Fears have been raised that good landlords are being affected by the failure of councils to crack down on rogue landlords.
According to the Citizens Advice Bureau, in the last eight years around 2,000 landlords have been prosecuted despite 740,000 families living in private rental properties that pose a serious risk to their health.
Indeed, the figures also reveal that in the last five years one in four councils have failed to prosecute any landlords whatsoever for providing unsafe accommodation.
Just half of councils are prosecuting fewer than two rogue landlords a year with North London having the most housing offence convictions.
The Residential Landlords’ Association (RLA) says that in the last eight years just 2,000 landlords have been convicted with an average fine of £1,500.
Good landlords and tenants are being let down
The RLA's head of policy, David Smith, said: “Good landlords and tenants are being let down by councils who have powers to enforce standards in rental housing and deal with criminal landlords.
“It's sad that the record for enforcement is patchy and sometimes non-existent.”
The revelation follows reports in one national newspaper that rogue landlords are paid hundreds of millions of pounds in housing benefit despite their properties being dangerous and filthy.

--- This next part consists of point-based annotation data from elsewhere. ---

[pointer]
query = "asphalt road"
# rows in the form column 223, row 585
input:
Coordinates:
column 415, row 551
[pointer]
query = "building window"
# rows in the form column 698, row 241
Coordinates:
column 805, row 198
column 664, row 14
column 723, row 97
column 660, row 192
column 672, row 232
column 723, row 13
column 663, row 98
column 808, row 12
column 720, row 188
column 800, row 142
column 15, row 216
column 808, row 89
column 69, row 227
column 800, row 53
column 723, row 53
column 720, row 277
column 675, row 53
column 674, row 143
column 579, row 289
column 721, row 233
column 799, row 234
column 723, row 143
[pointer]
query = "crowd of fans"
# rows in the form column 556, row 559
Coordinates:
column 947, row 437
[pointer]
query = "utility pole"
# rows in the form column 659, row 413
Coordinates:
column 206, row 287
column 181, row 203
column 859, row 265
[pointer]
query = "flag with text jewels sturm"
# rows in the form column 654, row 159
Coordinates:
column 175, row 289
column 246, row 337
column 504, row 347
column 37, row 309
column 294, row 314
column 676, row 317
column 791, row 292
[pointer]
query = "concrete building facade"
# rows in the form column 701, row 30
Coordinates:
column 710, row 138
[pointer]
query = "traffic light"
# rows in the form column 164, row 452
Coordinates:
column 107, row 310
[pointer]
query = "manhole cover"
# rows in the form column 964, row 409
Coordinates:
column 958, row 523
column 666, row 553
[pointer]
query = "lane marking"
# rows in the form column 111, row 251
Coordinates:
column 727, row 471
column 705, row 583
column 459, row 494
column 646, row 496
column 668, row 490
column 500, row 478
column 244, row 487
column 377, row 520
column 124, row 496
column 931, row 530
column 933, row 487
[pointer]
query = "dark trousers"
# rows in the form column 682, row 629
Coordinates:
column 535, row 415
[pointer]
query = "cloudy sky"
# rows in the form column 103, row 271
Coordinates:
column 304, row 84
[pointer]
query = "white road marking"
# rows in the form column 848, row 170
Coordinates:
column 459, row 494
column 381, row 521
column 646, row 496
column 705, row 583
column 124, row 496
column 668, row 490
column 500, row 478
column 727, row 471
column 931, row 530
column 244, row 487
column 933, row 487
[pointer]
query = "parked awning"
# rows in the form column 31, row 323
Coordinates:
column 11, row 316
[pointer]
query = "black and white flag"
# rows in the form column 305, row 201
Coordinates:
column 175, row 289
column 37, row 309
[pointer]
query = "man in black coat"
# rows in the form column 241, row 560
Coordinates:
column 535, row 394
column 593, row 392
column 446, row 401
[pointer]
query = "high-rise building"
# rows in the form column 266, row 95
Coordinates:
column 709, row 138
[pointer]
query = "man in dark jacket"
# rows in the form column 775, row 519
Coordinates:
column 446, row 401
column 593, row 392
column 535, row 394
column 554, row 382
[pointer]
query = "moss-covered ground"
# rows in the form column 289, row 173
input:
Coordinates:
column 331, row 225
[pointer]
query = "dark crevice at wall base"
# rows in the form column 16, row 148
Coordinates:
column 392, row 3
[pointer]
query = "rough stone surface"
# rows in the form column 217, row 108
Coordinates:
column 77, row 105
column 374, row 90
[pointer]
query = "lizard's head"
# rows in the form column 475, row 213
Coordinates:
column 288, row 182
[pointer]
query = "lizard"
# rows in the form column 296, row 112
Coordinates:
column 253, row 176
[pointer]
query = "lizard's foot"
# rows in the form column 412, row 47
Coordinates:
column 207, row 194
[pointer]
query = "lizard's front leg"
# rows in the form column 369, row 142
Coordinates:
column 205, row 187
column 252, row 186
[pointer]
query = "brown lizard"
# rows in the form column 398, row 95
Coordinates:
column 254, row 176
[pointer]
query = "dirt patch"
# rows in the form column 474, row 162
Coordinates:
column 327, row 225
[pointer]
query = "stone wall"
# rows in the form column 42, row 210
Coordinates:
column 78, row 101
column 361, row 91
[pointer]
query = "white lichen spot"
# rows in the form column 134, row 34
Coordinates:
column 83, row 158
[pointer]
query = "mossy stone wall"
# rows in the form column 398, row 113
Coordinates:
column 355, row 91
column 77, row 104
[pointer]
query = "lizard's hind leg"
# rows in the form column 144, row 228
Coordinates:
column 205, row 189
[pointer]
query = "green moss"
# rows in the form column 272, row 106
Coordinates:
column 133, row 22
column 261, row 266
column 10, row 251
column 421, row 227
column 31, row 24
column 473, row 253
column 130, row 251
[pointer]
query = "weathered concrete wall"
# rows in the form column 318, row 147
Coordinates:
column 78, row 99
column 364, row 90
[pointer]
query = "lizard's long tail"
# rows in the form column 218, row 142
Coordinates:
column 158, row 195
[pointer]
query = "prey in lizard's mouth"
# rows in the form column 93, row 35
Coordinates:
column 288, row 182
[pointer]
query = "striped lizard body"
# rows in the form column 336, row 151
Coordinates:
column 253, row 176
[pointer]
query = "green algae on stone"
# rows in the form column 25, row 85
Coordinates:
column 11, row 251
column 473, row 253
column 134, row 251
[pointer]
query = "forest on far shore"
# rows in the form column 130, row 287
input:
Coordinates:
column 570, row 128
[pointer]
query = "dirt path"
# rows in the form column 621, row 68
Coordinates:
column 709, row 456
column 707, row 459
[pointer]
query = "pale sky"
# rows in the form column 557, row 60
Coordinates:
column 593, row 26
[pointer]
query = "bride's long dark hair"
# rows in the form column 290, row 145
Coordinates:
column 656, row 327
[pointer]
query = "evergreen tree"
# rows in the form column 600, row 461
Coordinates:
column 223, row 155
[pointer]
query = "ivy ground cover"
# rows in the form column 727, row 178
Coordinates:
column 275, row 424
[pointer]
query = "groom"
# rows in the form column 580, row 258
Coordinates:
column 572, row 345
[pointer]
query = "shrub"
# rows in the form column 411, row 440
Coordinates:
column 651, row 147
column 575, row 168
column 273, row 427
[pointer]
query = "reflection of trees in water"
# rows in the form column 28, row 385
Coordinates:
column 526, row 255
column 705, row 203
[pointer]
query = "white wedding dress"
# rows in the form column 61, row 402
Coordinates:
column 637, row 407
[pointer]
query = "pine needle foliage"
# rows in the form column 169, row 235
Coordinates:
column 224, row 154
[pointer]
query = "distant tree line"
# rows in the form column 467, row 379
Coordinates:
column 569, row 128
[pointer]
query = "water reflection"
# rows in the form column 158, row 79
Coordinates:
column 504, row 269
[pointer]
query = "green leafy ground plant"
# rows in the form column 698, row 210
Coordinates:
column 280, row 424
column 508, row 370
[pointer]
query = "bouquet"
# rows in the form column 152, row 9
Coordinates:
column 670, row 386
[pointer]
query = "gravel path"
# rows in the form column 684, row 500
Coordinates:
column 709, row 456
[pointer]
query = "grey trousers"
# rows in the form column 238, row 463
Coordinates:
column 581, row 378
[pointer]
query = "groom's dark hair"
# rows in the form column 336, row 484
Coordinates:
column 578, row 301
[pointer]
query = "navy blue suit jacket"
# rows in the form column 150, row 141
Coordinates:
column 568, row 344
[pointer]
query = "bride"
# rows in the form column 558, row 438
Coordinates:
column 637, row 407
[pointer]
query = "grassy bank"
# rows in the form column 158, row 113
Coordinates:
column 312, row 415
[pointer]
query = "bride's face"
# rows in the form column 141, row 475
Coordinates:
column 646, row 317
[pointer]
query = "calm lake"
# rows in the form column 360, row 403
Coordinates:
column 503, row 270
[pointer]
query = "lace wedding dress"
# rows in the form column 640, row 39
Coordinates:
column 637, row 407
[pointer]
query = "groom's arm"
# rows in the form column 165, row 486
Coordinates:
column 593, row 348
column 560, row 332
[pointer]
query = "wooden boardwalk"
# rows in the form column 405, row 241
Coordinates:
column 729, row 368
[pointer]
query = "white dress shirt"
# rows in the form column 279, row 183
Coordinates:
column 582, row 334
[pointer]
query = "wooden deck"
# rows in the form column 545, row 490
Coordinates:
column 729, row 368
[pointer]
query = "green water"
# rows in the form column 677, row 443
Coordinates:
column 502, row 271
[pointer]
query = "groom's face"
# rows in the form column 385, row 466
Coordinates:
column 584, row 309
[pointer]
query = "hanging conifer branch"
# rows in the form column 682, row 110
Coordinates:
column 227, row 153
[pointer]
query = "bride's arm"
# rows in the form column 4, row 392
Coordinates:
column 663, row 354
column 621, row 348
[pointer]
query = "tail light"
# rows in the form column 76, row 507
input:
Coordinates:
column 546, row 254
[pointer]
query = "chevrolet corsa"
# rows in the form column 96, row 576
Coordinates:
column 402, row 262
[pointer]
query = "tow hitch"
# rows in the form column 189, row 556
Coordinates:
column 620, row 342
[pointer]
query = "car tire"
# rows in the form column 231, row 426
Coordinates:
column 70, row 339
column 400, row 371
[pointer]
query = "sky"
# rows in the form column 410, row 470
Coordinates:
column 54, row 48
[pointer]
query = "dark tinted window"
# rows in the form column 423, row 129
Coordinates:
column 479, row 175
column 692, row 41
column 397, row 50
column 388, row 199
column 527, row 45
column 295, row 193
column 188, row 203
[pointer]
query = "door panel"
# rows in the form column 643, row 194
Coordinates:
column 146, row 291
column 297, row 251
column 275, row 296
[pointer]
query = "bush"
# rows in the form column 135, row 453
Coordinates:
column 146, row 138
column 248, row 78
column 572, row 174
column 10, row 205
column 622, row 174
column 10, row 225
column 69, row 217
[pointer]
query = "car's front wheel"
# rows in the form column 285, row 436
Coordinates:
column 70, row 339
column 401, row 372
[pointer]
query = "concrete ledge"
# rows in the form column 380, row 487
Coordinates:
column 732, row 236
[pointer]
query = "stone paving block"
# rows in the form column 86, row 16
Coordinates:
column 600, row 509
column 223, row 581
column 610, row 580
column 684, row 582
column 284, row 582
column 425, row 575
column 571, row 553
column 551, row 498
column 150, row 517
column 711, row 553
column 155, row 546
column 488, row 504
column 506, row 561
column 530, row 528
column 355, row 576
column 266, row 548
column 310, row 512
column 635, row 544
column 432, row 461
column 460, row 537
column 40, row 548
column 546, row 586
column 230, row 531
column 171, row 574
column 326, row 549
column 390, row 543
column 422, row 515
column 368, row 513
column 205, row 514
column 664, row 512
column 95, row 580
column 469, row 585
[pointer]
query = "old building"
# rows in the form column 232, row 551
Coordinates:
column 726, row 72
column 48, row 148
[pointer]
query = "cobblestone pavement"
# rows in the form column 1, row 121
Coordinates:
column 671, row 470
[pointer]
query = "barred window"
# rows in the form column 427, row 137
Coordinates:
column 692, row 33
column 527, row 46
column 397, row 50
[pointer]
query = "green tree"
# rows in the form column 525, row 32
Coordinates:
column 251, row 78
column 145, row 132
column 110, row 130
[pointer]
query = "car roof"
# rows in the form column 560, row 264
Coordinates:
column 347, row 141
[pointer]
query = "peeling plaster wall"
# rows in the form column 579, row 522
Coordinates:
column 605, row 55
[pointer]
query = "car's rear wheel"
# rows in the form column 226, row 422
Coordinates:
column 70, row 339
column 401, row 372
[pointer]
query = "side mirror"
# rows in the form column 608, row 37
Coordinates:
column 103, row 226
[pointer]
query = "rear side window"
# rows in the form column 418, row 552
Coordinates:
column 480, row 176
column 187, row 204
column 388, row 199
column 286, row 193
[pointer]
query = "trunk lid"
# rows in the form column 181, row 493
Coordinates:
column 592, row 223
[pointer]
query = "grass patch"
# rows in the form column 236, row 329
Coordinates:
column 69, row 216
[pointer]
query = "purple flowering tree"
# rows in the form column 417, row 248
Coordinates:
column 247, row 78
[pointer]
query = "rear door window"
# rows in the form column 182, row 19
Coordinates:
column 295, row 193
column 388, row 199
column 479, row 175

Critics say there is a lack of oversight which allows rogue landlords to grow rich despite having properties with unsafe electrics, unhealthy damp levels and animal infestations.
A spokeswoman for the housing charity Shelter said: “When demand for property is higher than supply, rogue landlords can thrive and tenants feel they do not have an alternative.”
New rent record reached in England and Wales
Meanwhile, a new survey has revealed that the average rent in England and Wales has now reached £816 a month, the highest level recorded.
The figures come from the Your Move and Reeds Rains buy to let index which shows that rents have increased by 1.6% between August and September, and 6.3% over the past 12 months.
A director of Reed Rains, Adrian Gill, said: “Rents are rising strongly due to the acceleration in wages and the long-term shortage of rental properties of all tenures.”
Rents are rising fastest in London
Rents are rising fastest in London, they grew by 11.6% in month to September to reach £1,300 a month.
Rents also grew in five out of the 10 regions monitored with landlords in the East of England enjoying an 8.8% increase in rents.
Mr Gill added that the cost of living has now been ‘de-coupled’ from the cost of having a place to live and there's little or no prospect of rent growth slowing.
He also called for reform of the UK's planning system and housing market to bring steady rental inflation for tenants.